Minha mãe faleceu muito jovem deixando órfãs duas filhas pequenitas: eu e a minha irmã mais velha, que andaria pelos cinco anos. De coração desfeito por não poder tomar conta das duas sobrinhas, Maria pegou na mais pequena e levou-a para sua casa. “A criança é pequenina, precisa de colo. Quando for maior volta para o pé do pai.” Tudo lhe parecia natural, desde que a intenção fosse a de ajudar alguém. Porém, passados poucos anos, a criança adoeceu gravemente e todos lhe diziam que se não morresse ia ficar incapacitada, que a responsabilidade era grande, que o melhor era ela levar imediatamente a criança ao pai. “Ele que a fez, ele que a cuide. Ele é que tem a obrigação de a tratar. Como podes tu cuidar da criança, se tens de ir trabalhar?” Mas Maria não desistiu. Não pensava em si. Pensava na criança, em como sofreria se de repente ficasse sem o seu apoio, sem o colo que tinha para lhe dar. Com enorme determinação, procurou médicos e remédios por todo o lado. Vendeu todo o seu pouco ouro, empenhou tudo para que nada faltasse à criança. “Vais ficar bem, não tenhas medo!” “Eu já venho. Não tenhas medo!”, eram sempre as suas palavras quando se despedia da menina. “Não tenhas medo! Não tenhas medo!” E sem lágrimas visíveis, com uma força incrível, ia vencendo os argumentos dos arautos das desgraças que apareciam por todo o lado. “ Escola? Pôr a criança na escola? Deixa-a mais é estar em casa, coitadinha!” “Não ligues. Tu consegues. Não tenhas medo. O médico disse que era bom se conseguisses ir. Se te sentires mal, venho logo buscar-te.” A sua Fé transmitia-se e a criança sabia que se algum mal lhe acontecesse era apenas temporário. Que tudo passava. “Já passa, já passa! Não tenhas medo! Tu consegues, tu consegues!”, repetia constantemente.

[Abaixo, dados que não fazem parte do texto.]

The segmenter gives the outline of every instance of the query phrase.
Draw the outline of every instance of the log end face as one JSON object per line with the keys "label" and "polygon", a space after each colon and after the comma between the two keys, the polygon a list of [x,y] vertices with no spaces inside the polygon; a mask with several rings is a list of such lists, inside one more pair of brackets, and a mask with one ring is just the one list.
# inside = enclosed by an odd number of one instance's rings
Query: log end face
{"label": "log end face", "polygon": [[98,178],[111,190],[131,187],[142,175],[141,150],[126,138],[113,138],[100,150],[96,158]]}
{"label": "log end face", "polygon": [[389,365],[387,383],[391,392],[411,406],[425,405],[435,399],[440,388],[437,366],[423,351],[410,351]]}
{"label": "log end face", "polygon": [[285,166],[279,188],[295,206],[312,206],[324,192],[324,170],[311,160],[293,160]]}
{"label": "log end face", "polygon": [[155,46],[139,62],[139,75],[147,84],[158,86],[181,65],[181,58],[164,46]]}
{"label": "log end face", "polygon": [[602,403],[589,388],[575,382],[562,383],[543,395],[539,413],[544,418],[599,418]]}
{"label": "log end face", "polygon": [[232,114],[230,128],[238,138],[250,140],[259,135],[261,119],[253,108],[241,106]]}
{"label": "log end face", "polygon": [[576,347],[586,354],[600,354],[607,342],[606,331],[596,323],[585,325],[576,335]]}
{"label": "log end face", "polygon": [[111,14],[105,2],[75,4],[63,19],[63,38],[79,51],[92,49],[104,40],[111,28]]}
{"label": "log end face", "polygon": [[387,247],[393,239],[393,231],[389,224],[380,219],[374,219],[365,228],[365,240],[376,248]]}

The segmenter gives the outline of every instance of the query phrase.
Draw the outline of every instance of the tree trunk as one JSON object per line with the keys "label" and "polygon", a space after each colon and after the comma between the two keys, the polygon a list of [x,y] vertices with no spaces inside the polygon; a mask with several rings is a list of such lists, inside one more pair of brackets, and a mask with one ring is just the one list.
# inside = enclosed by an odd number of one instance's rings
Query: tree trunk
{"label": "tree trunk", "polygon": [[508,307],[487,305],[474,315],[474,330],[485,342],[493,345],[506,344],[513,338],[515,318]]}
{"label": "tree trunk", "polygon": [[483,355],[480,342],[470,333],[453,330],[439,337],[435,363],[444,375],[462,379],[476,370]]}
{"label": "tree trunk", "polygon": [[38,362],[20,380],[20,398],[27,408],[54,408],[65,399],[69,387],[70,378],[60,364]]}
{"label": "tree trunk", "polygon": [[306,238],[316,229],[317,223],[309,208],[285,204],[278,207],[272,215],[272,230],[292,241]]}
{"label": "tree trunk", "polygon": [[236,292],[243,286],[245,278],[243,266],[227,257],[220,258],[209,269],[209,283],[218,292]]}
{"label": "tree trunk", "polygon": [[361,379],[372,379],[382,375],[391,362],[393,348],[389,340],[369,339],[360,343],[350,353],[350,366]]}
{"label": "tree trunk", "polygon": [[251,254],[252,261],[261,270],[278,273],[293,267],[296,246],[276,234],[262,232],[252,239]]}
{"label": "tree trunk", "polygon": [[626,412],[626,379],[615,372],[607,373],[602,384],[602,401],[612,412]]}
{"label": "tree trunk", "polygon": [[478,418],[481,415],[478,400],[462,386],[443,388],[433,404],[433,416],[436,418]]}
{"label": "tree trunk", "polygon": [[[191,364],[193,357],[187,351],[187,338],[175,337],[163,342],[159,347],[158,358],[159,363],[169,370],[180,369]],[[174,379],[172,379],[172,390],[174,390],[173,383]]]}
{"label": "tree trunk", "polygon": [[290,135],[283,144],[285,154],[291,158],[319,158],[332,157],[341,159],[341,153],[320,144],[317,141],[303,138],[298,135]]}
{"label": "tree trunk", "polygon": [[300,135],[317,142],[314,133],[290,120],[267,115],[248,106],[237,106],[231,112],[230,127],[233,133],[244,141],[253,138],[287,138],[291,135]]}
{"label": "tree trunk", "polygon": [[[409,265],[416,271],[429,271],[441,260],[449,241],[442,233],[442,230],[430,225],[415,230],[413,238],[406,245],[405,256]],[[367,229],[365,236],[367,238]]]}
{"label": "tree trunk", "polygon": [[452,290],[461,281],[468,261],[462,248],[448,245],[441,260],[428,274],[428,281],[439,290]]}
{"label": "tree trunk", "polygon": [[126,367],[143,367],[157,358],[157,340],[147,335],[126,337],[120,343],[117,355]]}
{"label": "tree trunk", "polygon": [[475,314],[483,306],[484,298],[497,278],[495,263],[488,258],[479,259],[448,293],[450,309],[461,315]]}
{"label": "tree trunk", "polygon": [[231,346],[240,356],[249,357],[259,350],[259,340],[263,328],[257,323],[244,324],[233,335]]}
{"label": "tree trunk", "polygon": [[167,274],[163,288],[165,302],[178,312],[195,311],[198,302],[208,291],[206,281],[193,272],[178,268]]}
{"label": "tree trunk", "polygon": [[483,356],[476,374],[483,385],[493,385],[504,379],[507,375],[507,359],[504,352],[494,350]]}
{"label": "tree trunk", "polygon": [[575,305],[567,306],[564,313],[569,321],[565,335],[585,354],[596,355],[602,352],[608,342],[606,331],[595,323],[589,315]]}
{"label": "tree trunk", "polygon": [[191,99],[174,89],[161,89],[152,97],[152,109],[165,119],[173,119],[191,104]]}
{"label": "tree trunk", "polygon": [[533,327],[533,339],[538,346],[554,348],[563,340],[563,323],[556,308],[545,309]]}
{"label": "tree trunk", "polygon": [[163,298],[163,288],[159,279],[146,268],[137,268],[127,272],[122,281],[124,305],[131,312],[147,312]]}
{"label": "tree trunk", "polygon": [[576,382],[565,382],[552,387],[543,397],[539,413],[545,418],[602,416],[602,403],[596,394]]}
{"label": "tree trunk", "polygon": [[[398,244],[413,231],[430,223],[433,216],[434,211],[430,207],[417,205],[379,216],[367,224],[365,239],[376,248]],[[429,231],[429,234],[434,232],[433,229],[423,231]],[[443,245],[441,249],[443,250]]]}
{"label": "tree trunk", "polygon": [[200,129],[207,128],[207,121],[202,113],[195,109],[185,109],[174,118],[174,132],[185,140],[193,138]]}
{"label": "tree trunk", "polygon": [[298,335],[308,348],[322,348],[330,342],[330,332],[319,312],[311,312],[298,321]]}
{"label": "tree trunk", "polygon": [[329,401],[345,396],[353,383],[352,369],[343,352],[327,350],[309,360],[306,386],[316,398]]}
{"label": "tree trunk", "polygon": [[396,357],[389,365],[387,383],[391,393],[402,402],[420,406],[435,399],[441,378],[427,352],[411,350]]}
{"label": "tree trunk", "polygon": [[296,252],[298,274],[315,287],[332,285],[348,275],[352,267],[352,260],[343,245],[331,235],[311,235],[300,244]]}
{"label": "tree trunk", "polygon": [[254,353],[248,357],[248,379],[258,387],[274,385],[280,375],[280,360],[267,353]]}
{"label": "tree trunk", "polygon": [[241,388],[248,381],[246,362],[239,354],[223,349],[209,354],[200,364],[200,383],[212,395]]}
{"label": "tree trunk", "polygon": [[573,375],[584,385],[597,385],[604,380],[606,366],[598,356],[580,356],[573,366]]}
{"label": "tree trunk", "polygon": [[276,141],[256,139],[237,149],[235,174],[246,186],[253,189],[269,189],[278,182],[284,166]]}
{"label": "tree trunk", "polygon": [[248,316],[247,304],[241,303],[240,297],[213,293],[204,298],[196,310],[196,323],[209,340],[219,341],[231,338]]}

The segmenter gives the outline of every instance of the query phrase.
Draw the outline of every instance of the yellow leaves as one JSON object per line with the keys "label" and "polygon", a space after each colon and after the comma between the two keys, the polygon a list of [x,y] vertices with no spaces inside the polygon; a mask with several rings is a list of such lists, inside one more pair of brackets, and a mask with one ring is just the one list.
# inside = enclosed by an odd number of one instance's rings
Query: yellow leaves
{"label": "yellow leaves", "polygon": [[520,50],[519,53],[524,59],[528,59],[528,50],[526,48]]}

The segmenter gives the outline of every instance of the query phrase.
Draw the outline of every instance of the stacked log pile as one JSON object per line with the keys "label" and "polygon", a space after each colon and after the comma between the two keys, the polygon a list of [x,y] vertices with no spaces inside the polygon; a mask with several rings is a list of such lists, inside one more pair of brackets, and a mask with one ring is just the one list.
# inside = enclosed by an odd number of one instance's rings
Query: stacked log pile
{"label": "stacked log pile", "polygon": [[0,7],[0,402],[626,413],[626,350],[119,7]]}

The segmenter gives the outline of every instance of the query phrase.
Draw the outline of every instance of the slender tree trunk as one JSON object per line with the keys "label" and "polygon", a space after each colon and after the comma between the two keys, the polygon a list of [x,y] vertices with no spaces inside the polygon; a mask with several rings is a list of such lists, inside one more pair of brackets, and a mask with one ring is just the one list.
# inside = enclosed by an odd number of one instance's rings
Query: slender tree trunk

Maria rezava. Muitas vezes. Na igreja, mas a maior parte das vezes em casa, no silêncio da noite. Que rezava ela? Que pedia? Que prometia? Nunca ninguém soube. Tinha uma pequena lamparina à cabeceira, acesa noite e dia. “Sabes, esta luz é muito importante. Olha, estão aqui os pavios. Quando se apagar esta chama põe outra, para estar sempre acesa a luz, sim?” E lá estava aquela luzinha, noite e dia, a lembrar que … A lembrar o quê? Maria falava pouco de Deus. Como? Se ela sabia que as suas palavras eram pequenas para dizer da sua tão grande Fé. E para quê? Deus estava sempre com ela. Em cada gesto de cuidado, de ternura, na alegria pelas coisas mais pequeninas. “Já viste aquele passarinho?””Olha, a plantinha, pegou!” Punha cascas de ovos e borras de café nos vasos e as plantas cresciam viçosas e davam flores. Maria ria. “Com a graça de Deus! Tudo precisa de carinho, até as flores!” Maria cantava. Quando cantava todos se punham em silêncio, porque era linda a sua voz. E ela ficava feliz porque as pessoas ficavam felizes quando cantava. “ Maria, canta a do barco negro…Maria, canta só mais uma…” E ela cantava, cantava, como se dentro dela soassem hinos de louvor.
Maria não dizia mal de ninguém. Nem dos ladrões, nem das prostitutas, nem de quem pedia esmola por necessidade ou vício, de ninguém. “Que sabemos nós da vida deles, coitados? Sabemos lá como chegaram a isto? . Olha, se puderes, nunca negues ajuda a ninguém que precise. Todos somos filhos de Deus…”

A menina, por quem Maria tanto lutou, não se curou. Mas conseguiu fazer um percurso de vida quase normal. Estudou, empregou-se, casou, foi mãe, hoje é avó… Conseguiu tudo aquilo pelo qual Maria rezou.
Maria envelheceu e viveu até aos seus últimos dias sempre a pensar nos outros. Para ela tudo estava sempre bem, nunca precisava de nada. De seu, tinha duas preciosas “joias” que sempre a acompanhavam: um Terço e uma pequena pagela com Jesus ressuscitado. 
Sempre que nela pensamos, fica-nos uma doce gratidão, uma ternura infinita, uma Paz enorme, uma certeza absoluta: Deus existe. E Ele está no meio de nós, sempre que a Bondade se manifesta!